- Active: 16 Sept 1942 – 24 Dec 1945 5 March 1952 – 1 May 1958 1 July 1964 – 27 June 2008 27 June 2008 – 12 September 2023 12 September 2023 - Present
- Country: United States
- Branch: USMC
- Type: Logistics
- Part of: 3rd Marine Littoral Regiment 3rd Marine Division
- Garrison/HQ: Marine Corps Base Hawaii
- Nickname(s): "Longboard"
- Motto(s): 'O Ka Hana, 'A'Ole Ka 'Òlelo (Actions, Not Words)
- Engagements: World War II * Battle of Guam * Battle of Iwo Jima Vietnam War Operation Desert Storm Operation Enduring Freedom

Commanders
- Current commander: LtCol Hoyt
- Sergeant Major: SgtMaj Davila-Fonseca

Insignia
- Call sign: Longboard

= 3d Littoral Logistics Battalion =

3d Littoral Logistics Battalion (3d LLB) is a logistics battalion in the United States Marine Corps. It is headquartered at Marine Corps Base Hawaii and falls under the command of 3rd Marine Littoral Regiment and the 3rd Marine Division (3d MarDiv).

==Subordinate units==
- Headquarters & Service Company (H&S Co.)
- Littoral Logistics Company A (LLC A)
- Littoral Logistics Company B (LLC B)
- General Support Company (GS Co)

==Mission==
The Littoral Logistics Battalion provides tactical logistics and EOD support in order to sustain regimental operations across the competition continuum.

==History==

Combat Logistics Battalion 3 (CLB-3) was activated on 27 June 2008 from the previous Combat Service Support Group 3 (CSSG-3) on Marine Corps Base Hawaii in Kaneohe, Hawaii. Immediately following the activation, the battalion simultaneously deployed to the big island of Hawaii in direct support of 3rd Marine Regiment, aboard the , and to Pearl Harbor to conduct security operations in support of nuclear submarine operations.
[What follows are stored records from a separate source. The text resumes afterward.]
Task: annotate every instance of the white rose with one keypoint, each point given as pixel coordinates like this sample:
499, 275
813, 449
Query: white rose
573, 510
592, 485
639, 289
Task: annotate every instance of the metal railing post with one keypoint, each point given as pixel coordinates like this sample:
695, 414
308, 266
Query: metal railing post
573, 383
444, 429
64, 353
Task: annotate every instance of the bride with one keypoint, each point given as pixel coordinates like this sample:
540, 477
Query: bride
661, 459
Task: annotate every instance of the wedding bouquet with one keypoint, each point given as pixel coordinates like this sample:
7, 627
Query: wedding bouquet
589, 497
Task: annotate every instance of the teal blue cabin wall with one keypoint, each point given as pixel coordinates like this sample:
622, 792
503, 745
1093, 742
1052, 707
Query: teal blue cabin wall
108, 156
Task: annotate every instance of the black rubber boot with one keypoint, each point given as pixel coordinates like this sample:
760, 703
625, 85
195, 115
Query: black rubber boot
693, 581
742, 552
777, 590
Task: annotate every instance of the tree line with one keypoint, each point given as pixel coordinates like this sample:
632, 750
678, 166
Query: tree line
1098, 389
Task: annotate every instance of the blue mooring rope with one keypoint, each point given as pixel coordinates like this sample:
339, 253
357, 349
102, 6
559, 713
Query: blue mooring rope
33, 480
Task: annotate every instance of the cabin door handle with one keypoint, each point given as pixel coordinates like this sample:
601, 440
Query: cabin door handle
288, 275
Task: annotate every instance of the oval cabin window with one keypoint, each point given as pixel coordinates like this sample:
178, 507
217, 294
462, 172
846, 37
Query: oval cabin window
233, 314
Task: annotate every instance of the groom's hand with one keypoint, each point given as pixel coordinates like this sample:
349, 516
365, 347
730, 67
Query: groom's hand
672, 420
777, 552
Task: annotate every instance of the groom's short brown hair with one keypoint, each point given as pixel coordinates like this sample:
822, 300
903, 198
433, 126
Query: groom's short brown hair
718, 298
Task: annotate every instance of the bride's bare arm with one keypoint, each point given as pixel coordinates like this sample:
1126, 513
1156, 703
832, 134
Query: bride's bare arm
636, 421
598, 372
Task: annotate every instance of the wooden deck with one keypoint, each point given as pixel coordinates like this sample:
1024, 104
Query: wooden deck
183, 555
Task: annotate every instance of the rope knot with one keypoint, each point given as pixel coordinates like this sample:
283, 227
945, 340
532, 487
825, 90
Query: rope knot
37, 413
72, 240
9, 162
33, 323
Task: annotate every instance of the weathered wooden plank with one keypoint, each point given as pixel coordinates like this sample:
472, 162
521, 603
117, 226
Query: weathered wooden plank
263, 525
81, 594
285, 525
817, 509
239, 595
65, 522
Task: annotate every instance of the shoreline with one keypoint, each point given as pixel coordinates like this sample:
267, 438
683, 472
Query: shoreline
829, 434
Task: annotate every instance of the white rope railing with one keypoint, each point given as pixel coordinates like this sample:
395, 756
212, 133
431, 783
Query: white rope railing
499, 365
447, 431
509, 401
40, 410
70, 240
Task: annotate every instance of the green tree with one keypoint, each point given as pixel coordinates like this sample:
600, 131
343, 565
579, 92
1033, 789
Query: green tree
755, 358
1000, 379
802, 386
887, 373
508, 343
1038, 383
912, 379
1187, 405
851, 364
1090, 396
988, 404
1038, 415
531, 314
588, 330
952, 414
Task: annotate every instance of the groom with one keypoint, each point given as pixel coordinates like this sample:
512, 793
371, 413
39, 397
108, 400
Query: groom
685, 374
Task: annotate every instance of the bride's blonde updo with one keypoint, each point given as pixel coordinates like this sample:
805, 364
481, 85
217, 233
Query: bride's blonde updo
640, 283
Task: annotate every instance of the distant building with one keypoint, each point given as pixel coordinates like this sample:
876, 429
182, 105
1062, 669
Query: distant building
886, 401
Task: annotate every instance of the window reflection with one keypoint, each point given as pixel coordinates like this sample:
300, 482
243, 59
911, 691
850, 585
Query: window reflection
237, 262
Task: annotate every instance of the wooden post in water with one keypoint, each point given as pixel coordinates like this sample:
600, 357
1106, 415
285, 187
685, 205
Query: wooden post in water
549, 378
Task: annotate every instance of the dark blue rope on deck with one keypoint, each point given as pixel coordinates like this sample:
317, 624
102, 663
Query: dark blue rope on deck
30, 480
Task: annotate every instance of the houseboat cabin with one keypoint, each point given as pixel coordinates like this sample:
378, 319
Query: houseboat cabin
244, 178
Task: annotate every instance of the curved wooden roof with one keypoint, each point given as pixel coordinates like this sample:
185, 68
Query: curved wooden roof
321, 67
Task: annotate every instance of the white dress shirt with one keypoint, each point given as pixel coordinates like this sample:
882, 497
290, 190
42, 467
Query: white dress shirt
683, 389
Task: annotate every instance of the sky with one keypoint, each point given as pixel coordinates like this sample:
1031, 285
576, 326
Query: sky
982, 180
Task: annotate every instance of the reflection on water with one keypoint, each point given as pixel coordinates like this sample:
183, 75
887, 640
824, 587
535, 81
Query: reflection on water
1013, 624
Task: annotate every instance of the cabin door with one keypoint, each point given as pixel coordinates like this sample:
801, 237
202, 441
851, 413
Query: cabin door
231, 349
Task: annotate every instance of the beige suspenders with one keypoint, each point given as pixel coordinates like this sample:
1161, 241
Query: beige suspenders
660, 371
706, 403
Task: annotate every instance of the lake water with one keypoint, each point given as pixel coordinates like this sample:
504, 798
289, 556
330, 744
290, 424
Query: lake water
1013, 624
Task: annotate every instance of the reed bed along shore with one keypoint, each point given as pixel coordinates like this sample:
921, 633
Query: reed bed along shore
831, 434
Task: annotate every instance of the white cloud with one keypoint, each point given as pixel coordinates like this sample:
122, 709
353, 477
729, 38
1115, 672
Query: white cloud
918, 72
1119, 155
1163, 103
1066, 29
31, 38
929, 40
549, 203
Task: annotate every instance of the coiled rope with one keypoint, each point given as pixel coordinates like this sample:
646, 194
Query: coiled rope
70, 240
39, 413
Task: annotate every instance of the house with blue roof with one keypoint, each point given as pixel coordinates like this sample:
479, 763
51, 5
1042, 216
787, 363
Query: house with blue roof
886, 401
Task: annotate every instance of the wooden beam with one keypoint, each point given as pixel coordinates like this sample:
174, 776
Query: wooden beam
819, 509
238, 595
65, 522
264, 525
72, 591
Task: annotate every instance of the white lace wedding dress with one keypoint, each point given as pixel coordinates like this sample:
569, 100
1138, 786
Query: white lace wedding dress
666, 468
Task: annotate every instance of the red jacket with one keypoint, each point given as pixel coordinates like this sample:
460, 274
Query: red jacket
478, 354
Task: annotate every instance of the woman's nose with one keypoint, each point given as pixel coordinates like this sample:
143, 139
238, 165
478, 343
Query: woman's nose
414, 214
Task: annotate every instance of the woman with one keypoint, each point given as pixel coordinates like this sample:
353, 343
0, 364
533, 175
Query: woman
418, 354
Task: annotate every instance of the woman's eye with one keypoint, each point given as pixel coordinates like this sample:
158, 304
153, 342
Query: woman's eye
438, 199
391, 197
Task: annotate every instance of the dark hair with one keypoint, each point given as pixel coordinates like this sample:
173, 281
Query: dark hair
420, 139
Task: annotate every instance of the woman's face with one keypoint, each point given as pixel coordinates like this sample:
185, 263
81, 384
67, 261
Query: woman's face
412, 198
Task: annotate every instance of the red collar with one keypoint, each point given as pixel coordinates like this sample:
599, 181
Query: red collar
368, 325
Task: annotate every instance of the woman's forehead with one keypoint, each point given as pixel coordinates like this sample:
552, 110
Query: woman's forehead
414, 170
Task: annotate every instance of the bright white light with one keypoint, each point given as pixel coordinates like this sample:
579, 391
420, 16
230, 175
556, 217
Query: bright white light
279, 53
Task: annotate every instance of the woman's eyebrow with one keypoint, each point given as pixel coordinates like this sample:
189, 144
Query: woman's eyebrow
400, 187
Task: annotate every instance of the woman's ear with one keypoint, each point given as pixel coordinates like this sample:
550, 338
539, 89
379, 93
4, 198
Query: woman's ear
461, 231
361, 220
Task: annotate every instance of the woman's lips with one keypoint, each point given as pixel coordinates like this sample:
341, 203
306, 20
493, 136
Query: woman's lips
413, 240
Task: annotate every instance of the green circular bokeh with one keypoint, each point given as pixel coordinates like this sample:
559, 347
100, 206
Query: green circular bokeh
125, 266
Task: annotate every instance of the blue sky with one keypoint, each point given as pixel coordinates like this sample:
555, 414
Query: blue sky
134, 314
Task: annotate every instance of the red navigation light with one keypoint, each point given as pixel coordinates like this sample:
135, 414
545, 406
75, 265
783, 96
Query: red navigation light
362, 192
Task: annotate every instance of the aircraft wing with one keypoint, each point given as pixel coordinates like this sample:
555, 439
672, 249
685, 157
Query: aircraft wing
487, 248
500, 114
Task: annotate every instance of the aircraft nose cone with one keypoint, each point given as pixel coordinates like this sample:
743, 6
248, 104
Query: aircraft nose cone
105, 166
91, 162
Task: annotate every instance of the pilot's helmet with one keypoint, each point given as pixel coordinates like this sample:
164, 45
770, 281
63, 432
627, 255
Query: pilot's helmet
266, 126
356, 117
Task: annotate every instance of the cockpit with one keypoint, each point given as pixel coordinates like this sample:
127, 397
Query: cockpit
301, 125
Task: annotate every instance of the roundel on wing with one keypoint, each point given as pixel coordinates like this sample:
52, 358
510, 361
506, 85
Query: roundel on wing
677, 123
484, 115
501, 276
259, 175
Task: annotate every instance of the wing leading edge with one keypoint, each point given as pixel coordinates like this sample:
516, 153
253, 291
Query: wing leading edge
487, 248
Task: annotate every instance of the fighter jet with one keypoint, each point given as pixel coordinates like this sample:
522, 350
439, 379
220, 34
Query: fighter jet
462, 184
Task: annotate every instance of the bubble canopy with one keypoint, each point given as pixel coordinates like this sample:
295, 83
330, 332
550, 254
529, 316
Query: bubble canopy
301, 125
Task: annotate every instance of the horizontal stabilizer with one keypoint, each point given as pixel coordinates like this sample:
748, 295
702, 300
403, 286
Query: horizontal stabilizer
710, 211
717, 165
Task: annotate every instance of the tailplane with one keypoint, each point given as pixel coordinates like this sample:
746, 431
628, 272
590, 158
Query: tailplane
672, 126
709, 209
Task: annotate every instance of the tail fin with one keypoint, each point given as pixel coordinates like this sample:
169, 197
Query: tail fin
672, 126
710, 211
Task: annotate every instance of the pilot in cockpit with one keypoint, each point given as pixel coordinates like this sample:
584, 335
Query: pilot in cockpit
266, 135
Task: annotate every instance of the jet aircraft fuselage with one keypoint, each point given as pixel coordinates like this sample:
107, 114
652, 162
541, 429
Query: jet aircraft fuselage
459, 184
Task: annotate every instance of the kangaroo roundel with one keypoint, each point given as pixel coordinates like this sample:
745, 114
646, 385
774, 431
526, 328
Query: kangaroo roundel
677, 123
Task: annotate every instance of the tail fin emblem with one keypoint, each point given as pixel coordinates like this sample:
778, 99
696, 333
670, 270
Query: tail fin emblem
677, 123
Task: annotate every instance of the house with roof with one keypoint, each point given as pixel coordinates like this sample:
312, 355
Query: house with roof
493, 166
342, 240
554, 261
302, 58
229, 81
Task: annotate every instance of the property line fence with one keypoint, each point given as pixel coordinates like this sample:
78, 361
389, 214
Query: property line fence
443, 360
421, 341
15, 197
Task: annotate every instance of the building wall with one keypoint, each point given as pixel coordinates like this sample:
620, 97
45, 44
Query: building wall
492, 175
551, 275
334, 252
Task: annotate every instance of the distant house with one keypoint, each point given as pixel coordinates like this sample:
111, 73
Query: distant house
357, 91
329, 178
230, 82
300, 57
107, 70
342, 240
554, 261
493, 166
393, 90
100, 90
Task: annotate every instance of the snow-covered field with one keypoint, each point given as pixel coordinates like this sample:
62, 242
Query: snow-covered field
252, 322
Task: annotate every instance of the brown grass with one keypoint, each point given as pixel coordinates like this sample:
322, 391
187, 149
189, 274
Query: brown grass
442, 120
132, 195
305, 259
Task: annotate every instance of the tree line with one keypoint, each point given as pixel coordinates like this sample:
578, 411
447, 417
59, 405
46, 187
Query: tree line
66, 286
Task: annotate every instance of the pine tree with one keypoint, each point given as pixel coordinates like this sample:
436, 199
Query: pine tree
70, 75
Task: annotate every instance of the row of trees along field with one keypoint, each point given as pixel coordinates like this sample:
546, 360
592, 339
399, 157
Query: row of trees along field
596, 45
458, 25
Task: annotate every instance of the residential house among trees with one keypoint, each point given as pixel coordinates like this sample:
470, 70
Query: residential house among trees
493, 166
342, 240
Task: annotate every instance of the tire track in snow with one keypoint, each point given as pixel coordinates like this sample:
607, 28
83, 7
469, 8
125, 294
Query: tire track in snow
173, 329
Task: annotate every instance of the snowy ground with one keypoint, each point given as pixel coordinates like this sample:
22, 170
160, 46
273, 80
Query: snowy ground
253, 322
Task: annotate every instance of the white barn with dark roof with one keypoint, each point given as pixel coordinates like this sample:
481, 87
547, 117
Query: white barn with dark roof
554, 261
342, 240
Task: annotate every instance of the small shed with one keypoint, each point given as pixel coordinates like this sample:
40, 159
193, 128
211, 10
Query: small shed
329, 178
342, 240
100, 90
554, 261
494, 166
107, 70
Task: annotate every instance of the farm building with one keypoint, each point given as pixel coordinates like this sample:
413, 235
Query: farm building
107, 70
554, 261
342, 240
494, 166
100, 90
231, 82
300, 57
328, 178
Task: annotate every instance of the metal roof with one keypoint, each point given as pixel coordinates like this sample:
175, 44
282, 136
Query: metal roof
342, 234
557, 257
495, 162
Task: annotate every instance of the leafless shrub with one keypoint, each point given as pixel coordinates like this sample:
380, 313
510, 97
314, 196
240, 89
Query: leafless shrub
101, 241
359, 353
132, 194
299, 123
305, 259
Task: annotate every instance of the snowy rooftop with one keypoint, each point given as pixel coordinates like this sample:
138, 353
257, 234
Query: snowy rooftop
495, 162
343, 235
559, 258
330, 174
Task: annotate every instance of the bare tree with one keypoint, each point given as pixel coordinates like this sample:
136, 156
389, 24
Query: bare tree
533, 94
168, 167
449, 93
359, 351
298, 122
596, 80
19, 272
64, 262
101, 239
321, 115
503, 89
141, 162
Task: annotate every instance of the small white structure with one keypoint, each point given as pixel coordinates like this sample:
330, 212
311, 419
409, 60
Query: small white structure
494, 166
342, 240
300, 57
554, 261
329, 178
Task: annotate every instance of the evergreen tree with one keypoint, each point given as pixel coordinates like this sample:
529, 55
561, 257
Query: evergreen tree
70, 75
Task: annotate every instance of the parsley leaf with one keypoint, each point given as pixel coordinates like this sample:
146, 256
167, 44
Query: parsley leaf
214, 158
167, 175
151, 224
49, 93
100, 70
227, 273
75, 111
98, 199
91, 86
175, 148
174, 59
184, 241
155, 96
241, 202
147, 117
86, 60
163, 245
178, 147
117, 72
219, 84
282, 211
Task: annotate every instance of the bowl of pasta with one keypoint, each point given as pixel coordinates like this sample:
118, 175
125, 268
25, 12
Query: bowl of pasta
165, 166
On 1 November 2008, just 121 days old and the youngest battalion in the United States Marine Corps, CLB-3 was designated the Logistics Combat Element (LCE) of the Special Purpose Marine Air-Ground Task Force – Afghanistan and deployed to Camp Bastion, a military base run by the United Kingdom in Southern Afghanistan. From November 2008 to May 2009, the battalion conducted combat operations in Southern Afghanistan providing all six functions of logistics: transportation, engineering, maintenance, supply, health services, and services to all Marine and NATO forces in Southern Afghanistan.

On 8 December 2021, CLB-3 responded to the Red Hill Water Crisis aboard Joint Base Pearl Harbor-Hickam where it provided shower and laundry services to affected families and set up no less than seven water distribution points throughout the base and surrounding military communities. As part of Task Force Kuleana, the battalion distributed more than one million gallons of water from 8 December 2021 to 12 March 2022.

As part of Force Design 2030 reorganization, CLB-3 realigned under 3d Marine Littoral Regiment in June 2023 and was redesignated as 3d Littoral Logistics Battalion (3d LLB) on 12 September 2023. This redesignation created a 'first of its kind' battalion in the Marine Corps.